Stored power from lithium-ion batteries can do the work of a natural-gas peaker plant at an average cost of between $284 and $581 a megawatt-hour, according to a December report by Lazard Ltd. In contrast, electricity from a new gas peaker plant costs between $155 and $227 a megawatt-hour, according to Lazard.

(By comparison, the average retail price of electricity in Virginia is about $89 per megawatt hour.)

Clearly, lithium-ion batteries are far too expensive at present to use on a large scale in Virginia as a peaking resource. But solar advocates hold out the hope that battery storage will decline in cost. Is that realistic?

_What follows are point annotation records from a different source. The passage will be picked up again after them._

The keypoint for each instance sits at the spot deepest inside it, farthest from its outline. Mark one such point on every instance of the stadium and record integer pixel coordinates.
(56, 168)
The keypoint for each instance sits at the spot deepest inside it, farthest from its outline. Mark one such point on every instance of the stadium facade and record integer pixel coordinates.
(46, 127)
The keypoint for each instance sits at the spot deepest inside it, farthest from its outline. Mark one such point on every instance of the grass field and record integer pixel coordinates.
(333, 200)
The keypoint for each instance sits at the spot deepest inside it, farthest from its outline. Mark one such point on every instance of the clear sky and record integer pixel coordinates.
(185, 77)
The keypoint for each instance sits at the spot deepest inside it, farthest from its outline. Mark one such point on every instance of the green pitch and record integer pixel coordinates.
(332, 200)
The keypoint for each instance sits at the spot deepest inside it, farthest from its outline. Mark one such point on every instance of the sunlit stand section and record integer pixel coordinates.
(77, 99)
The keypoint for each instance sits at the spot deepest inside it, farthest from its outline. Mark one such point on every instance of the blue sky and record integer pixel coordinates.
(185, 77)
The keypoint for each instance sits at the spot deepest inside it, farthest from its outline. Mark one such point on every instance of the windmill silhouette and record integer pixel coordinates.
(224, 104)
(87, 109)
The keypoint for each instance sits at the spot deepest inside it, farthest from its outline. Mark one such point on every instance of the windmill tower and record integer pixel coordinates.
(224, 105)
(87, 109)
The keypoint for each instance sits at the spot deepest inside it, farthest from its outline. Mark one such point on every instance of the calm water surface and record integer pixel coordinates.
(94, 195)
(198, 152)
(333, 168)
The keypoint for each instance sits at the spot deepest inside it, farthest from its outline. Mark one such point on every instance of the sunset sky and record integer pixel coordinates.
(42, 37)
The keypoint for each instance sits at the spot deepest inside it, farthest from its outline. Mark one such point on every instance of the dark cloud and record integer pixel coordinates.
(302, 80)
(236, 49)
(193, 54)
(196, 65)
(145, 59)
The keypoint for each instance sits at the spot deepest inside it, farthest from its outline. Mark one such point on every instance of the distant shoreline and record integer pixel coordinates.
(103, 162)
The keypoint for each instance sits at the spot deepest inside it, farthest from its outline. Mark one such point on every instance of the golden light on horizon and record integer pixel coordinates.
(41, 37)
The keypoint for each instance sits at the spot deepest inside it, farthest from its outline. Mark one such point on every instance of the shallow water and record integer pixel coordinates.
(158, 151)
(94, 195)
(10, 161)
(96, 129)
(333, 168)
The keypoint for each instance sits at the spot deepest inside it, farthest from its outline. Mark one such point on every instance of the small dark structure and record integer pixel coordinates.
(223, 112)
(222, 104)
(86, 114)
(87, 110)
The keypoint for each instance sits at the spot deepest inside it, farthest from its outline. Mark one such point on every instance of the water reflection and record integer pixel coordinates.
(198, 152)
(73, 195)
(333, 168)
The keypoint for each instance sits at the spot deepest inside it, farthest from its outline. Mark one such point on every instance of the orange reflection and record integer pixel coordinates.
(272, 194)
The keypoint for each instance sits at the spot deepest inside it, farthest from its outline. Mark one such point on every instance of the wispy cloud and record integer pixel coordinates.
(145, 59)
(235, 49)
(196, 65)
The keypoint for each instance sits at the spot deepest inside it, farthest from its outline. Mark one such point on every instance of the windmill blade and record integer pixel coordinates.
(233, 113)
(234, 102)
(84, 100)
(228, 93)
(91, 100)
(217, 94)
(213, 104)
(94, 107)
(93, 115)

The lithium-ion battery chemistry may be reaching the limits of its potential, reports Fortune magazine in an article published yesterday. “The biggest proof may be in the spate of explosions now plaguing smartphone makers from Samsung to Apple, in part thanks to li-ons’ tendency to grow dendrites, metal strands that can cause short circuits.”

John Goodenough, a co-inventor of the lithium-ion battery, claims to have developed a solid-state battery that replaces lithium with sodium, which, in theory, can hold three times more energy, charge quickly, and never explode. Commercialization of the technology is years away, however, warns Fortune. By way of comparison, Lithium ion batteries took a decade to move from the laboratory to the marketplace.

When it comes to reducing CO2 emissions, Californians seem willing to pay any price. That approach will not sell politically in Virginia. But California is more than a Land of Fruits and Nuts. It has some of the most brilliant scientists, engineers and technologists in the world. If green power can be made economically competitive with fossil fuels and nuclear, California will figure it out. We Virginians should not necessarily emulate its example, but we should be paying attention.